Highly Emissive Self‐Trapped Excitons in Fully Inorganic Zero‐Dimensional Tin Halides

Abstract

The spatial localization of charge carriers to promote the formation of bound excitons and concomitantly enhance radiative recombination has long been a goal for luminescent semiconductors. Zero‐dimensional materials structurally impose carrier localization and result in the formation of localized Frenkel excitons. Now the fully inorganic, perovskite‐derived zero‐dimensional Sn^II material Cs₄SnBr₆ is presented that exhibits room‐temperature broad‐band photoluminescence centered at 540 nm with a quantum yield (QY) of 15±5 %. A series of analogous compositions following the general formula Cs_4−xA_xSn(Br_1−yI_y)₆ (A=Rb, K; x≤1, y≤1) can be prepared. The emission of these materials ranges from 500 nm to 620 nm with the possibility to compositionally tune the Stokes shift and the self‐trapped exciton emission bands.

Interest in low‐dimensional metal halide semiconductors,1 and ultimately their zero‐dimensional (0D) counterparts,2 has been spurred by the increasing interest in 3D lead halide perovskites.3 In recent years, lead halide perovskites have risen to prominence in the field of optoelectronics with their use in full‐color imaging,4 photodetection,5 X‐ray imaging,6 hard‐radiation detection,7 solar cells,8 and light‐emitting diodes,9 owing to their defect‐tolerant photophysics and charge transport.10

As the dimensionality decreases, the metal halide octahedra become progressively less‐connected and the optical and electrical properties shift away from those of a delocalized, 3D network towards 0D, molecular‐like, isolated octahedra. In such structures, self‐trapped excitons (STEs) form owing to the local deformation of the crystal lattice upon photoexcitation. This strong spatial localization, and the absence of electronic trapping processes that are inherent in electronically extended (higher‐dimensionality) solids, favors radiative recombination. Previously, the spatial confinement of carriers in 3D perovskites has been attained through crystal size control at the nanoscale (that is, top‐down and bottom‐up synthesis of nanocrystals).11 In the case of 0D materials, such elaborate crystal size engineering is not required as the optical properties are instead governed by their structural dimensionality. Highly localized Frenkel‐like excitons are formed instead of Wannier–Mott type excitons.

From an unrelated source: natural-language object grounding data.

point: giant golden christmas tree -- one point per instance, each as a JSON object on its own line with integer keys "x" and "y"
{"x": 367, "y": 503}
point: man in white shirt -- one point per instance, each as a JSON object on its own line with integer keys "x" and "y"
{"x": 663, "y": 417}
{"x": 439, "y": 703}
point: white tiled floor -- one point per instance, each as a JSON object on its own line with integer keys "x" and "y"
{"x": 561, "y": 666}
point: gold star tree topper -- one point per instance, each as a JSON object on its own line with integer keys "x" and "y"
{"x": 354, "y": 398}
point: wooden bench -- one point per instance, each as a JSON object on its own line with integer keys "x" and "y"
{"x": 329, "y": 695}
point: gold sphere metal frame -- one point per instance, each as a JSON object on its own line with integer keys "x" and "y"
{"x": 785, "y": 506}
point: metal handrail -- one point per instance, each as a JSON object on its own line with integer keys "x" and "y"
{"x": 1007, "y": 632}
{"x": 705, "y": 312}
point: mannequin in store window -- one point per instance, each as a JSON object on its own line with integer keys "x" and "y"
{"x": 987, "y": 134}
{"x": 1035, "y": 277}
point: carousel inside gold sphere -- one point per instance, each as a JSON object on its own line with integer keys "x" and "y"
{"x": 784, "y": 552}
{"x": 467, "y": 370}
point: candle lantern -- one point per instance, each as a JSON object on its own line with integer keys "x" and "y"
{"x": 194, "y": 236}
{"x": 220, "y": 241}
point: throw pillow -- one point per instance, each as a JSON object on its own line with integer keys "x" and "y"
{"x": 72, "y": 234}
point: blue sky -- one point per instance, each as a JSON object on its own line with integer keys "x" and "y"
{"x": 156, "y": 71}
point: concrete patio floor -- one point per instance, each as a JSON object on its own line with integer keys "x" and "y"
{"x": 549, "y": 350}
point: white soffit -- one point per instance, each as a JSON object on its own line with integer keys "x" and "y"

The library of 0D metal halides with octahedral building units includes both lead‐based and lead‐free compounds: Ti^IV,12 Hf^IV,13 Zr^IV,14 Pd^IV,15 Pb^II,16 Sn^IV,17 Te^IV,18 Sb^III,19 and Bi^III.20 However, only several of these examples exhibit photoluminescence (PL) at room temperature (RT), and this emission is seldom characterized by a high PL quantum yield (QY). The first examples with high QYs in excess of 50 % were demonstrated only recently: (C₄N₂H₁₄Br)₄SnBr₆ (QY=95 %±5 %) and (C₄N₂H₁₄I)₄SnI₆ (QY=75 %±4 %).21 Both structures are constructed from disconnected [SnX₆]⁴⁻ octahedra, separated by large organic cations with a distance of more than 1 nm between Sn²⁺ centers.

Given the high PL QY of these hybrid materials and their novel approach towards exciton localization, herein we chose to pursue fully inorganic analogues such as Cs₄SnBr₆. While several studies have reported on the structure and basic properties of Cs₄SnBr₆, none have observed PL at RT.22 Recently, calculations have shown that the Cs₄SnBr₆ phase should have a band gap of 3.37 eV.23 We prepared Cs_4−xA_xSn(Br_1−yI_y)₆ (A=Rb, K) materials using a simple solid‐state heat‐and‐beat approach, characterized them structurally, and found them to be luminescent at RT.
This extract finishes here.